EDX Markets
- Company type: Private
- Founded: 2022
- Headquarters: Chicago, United States
- Key people: Tony Acuña-Rohter (CEO)
- Products: Over 90 digital asset instruments
- Website: edxmarkets.com

= EDX Markets =

Cryptocurrency company in New Jersey, US

EDX Markets is an institutional cryptocurrency exchange. Backed by several prominent financial firms—including Citadel Securities, Virtu Financial, Fidelity Digital Assets, Charles Schwab Corporation, Sequoia Capital, HRT Technology and Miami International Holdings—EDX Markets offers trading, settlement and clearing services globally.

Its U.S.-based spot exchange supports trading in over 90 instruments, from leading products like Bitcoin and Ethereum to memecoins like Dogecoin and Shiba Inu. Its Singapore-based perpetual futures exchange lists over 60 coins in which clients can access synthetic markets. The firm seeks to incorporate best practices from leading traditional finance firms into the digital asset landscape.

The exchange began processing trades in June 2023. In December 2025, its average daily volumes reached roughly $200 million.

== History ==
EDX Markets was founded in 2022. Initially built on technology infrastructure powered by MEMX, the exchange began processing trades in June 2023, offering trading in Bitcoin, Ethereum, Litecoin, and Bitcoin Cash at launch.

In 2023, EDX launched EDX Clearing, a central clearinghouse for trades. The clearinghouse was designed to support improved price competition, reduced settlement risk, and greater operational efficiency. EDX Markets selected Anchorage Digital to provide clearinghouse custody.

In 2024, EDX Markets moved away from MEMX technology and migrated to a proprietary matching engine located at the Equinix NY4 data center.
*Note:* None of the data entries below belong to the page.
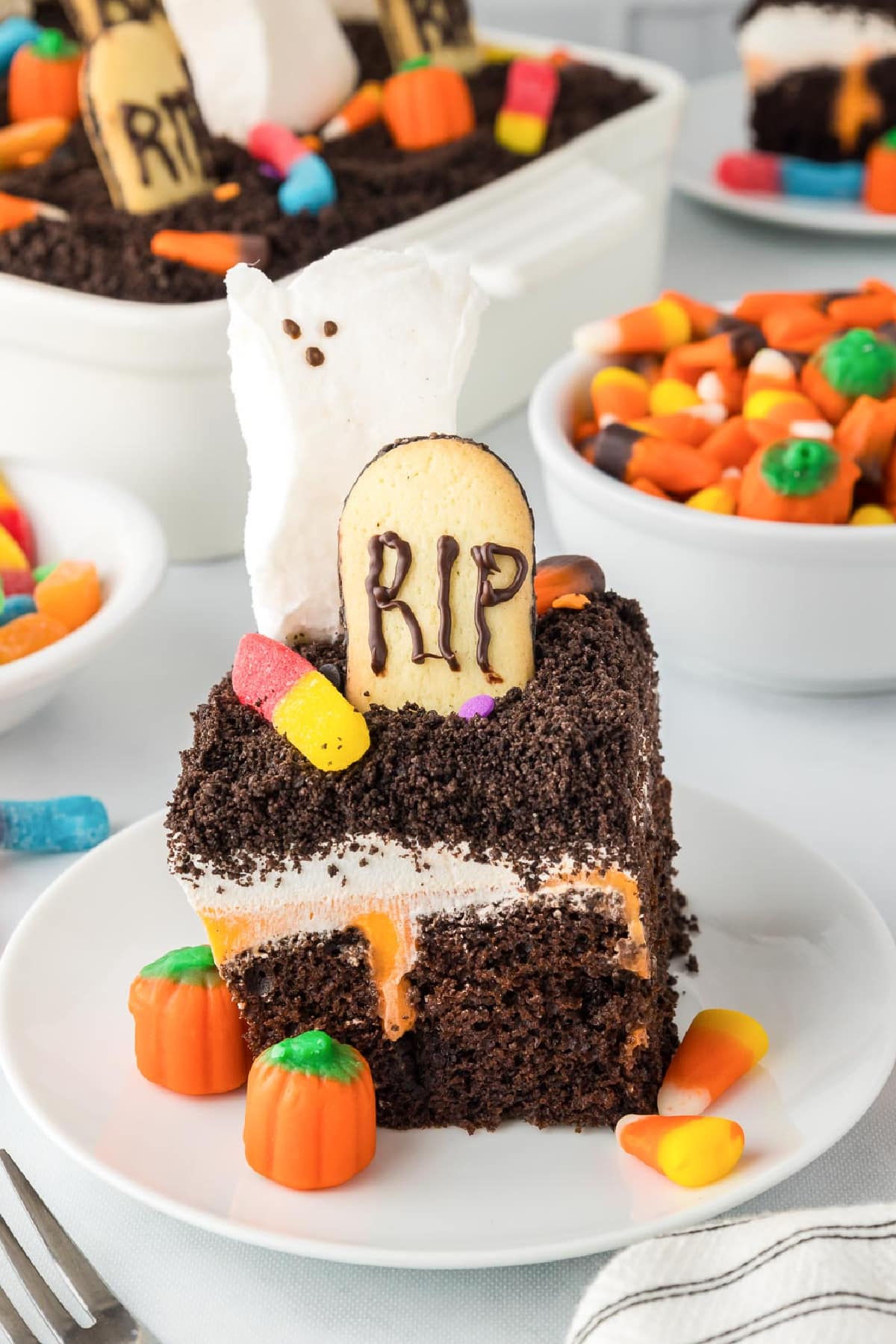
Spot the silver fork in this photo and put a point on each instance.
(112, 1324)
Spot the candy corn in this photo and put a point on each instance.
(719, 1048)
(714, 499)
(618, 394)
(768, 369)
(566, 576)
(28, 137)
(731, 444)
(625, 453)
(867, 433)
(688, 1149)
(210, 252)
(771, 411)
(300, 702)
(644, 331)
(529, 97)
(70, 593)
(27, 635)
(361, 109)
(11, 554)
(16, 211)
(872, 515)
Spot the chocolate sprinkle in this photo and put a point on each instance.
(101, 250)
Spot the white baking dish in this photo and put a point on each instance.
(140, 391)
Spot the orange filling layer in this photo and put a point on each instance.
(391, 936)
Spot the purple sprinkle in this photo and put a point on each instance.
(477, 707)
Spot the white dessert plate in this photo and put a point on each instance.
(785, 936)
(715, 124)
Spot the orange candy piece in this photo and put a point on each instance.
(70, 593)
(311, 1113)
(27, 635)
(188, 1035)
(564, 576)
(719, 1048)
(691, 1151)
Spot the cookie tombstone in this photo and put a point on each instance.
(139, 105)
(437, 562)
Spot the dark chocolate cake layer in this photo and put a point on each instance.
(524, 1008)
(101, 250)
(554, 768)
(794, 114)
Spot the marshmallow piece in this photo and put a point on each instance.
(265, 60)
(359, 349)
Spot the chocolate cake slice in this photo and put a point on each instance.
(484, 907)
(822, 75)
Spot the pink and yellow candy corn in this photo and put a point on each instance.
(531, 93)
(688, 1149)
(300, 703)
(719, 1048)
(11, 554)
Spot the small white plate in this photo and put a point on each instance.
(785, 937)
(715, 124)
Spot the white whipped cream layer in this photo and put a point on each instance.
(371, 873)
(785, 38)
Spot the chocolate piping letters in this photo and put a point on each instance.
(488, 596)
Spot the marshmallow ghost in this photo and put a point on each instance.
(253, 60)
(359, 349)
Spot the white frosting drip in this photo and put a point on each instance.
(785, 38)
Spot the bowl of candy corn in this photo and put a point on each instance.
(78, 559)
(734, 467)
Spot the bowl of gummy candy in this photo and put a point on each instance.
(734, 468)
(78, 559)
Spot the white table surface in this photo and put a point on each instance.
(825, 768)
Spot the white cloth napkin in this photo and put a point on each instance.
(825, 1276)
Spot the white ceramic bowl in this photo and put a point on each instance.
(81, 517)
(782, 605)
(140, 393)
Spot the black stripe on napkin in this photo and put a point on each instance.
(835, 1231)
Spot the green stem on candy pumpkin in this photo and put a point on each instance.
(186, 967)
(316, 1054)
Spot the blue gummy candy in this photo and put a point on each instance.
(822, 181)
(15, 33)
(309, 186)
(53, 826)
(20, 604)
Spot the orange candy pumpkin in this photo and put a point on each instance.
(311, 1113)
(798, 480)
(188, 1035)
(43, 78)
(426, 105)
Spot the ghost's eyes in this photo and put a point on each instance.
(314, 355)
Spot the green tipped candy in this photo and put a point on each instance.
(316, 1054)
(860, 364)
(186, 967)
(53, 45)
(800, 467)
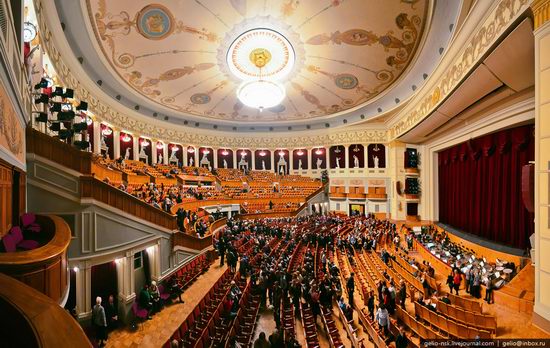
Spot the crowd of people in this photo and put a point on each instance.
(275, 282)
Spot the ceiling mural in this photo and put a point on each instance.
(346, 52)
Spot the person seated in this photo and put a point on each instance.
(155, 296)
(176, 288)
(145, 300)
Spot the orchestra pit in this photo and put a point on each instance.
(282, 173)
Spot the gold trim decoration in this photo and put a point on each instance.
(541, 12)
(493, 27)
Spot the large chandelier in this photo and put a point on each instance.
(261, 94)
(261, 58)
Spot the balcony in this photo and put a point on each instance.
(43, 268)
(32, 319)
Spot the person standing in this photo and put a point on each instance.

In January 2024, EDX Markets completed its series B round of funding, led by Pantera Capital and Sequoia Capital, for an undisclosed amount. The company said it would use the funding to expand outside the United States. In November 2024, EDX added trading support for two memecoins, Dogecoin and Shiba Inu.

In December 2024, Tony Acuña-Rohter was named chief executive officer of EDX Markets. He had previously served as the firm's chief technology officer.

In April 2025, EDX Markets announced support for USD Coin (USDC) for collateral deposits and the settlement of U.S. dollar obligations.

In February 2026, EDX Markets launched FlowConnect, a crypto-as-a-service platform designed to help firms launch their own digital asset trading products on white-labeled EDX technology. Offerings at launch included spot trading, perpetual futures trading, clearing and stablecoin on- and off-ramp workflows.

In April 2026, EDX Markets submitted an application with the Office of the Comptroller of the Currency to become a national trust bank. The new status would enable EDX to deliver custody, asset management and principal trading services while keeping its client order matching services segregated.